After Accenture, which employs about 3.5 lakh people in India out of 7.7 lakh globally. Capgemini has the second-largest employee base among multinational IT firms in the country. In eight years, Capgemini more than doubled its India headcount, crossing the 2-lakh employee mark. Under Ashwin Yardi, former Capgemini India CEO and now non-executive chairman of the Board in India, the firm expanded its workforce from 105,500 to nearly 180,000.
Capgemini’s $3.3 billion acquisition of WNS last year added not just clients but scale—over 44,000 of WNS’ 65,000 employees are based in India, taking the overall tally to about 2.3 lakh. According to the Capgemini Technology Services India report, during FY2024–25 the company reported revenue and other income of Rs 30,090 crore, compared with Rs 28,727 crore in the previous year, reflecting growth of 4.7%.
Profit stood at Rs 3,709 crore, up from Rs 3,239 crore a year earlier.
Phil Fersht, CEO of HfS Research, said Capgemini’s India footprint highlights how central the country has become to multinational IT firms’ global operating models. “This is no longer just about cost arbitrage. India is now the primary delivery engine for digital, engineering, cloud, and increasingly AI-led work. Having over half of its global workforce in India gives Capgemini scale, talent depth, and flexibility that are hard to replicate elsewhere.
” In an interview with TOI last year, Capgemini CEO Aiman Ezzat said India is integral to its operations—from innovation and product development to industry expertise—and continues to grow in importance. On hiring, he said the firm planned to add over 45,000 people in the last financial year, with roughly 40% being freshers. “Despite productivity gains from automation, we see a growing demand for technology continues to require more talent,” he added.
When TOI asked whether firms are seeing real impact from AI yet, he said the benefits are visible but largely confined to specific projects rather than at scale. “You might see 30% productivity gains in a small team, but replicating that across the enterprise takes time because each use case requires validation, testing, and approval,” he noted.
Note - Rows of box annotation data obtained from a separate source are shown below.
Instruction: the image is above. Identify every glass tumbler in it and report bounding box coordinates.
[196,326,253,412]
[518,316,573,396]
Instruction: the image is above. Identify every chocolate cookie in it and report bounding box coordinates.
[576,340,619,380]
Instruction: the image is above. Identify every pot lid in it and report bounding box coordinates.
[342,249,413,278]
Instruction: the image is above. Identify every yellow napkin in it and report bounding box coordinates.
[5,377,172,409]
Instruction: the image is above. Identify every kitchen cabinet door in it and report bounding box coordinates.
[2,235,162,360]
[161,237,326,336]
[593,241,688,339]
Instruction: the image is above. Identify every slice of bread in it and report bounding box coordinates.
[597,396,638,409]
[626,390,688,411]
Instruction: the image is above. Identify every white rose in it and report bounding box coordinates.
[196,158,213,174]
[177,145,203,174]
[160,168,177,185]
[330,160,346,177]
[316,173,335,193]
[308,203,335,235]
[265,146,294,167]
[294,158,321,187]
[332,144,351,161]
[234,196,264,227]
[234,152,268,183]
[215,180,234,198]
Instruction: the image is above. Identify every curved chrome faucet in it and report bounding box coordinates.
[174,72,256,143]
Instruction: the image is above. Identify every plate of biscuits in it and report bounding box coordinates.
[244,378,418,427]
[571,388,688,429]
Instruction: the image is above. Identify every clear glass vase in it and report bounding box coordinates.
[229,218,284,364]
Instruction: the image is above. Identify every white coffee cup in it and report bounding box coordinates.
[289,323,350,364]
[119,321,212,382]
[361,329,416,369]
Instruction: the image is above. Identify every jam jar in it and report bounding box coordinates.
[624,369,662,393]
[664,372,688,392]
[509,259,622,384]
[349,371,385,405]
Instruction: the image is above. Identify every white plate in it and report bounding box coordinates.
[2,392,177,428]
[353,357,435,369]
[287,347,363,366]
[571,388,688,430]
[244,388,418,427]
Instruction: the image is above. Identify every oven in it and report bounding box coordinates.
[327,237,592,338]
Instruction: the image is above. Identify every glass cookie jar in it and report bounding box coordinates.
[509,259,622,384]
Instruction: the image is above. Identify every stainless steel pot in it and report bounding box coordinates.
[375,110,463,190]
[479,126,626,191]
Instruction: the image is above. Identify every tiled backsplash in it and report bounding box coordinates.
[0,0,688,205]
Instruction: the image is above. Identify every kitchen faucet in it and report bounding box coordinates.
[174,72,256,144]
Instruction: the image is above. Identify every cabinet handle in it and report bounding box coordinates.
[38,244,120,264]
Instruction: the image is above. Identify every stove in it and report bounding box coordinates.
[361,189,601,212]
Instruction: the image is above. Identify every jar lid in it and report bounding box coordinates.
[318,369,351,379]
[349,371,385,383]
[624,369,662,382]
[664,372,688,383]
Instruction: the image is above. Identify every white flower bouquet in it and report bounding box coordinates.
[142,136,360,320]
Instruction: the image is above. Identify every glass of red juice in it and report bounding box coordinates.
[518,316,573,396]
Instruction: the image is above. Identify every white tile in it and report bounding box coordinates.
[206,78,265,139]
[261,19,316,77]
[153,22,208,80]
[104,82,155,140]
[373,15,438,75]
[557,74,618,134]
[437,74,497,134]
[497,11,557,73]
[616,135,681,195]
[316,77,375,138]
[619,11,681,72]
On whether AI adoption will suddenly accelerate, he said it is expected to be incremental as AI touches every function and business process.
“However, areas such as customer service and marketing are witnessing faster uptake since they require fewer structural changes.” Fersht added that this level of concentration raises strategic questions. “Firms with such heavy India exposure need to continuously move up the value chain to protect margins, manage talent churn, and reduce overdependence on effort-based delivery. The winners will use India not just for volume, but as a platform for higher-value transformation, engineering, and AI execution,” he said.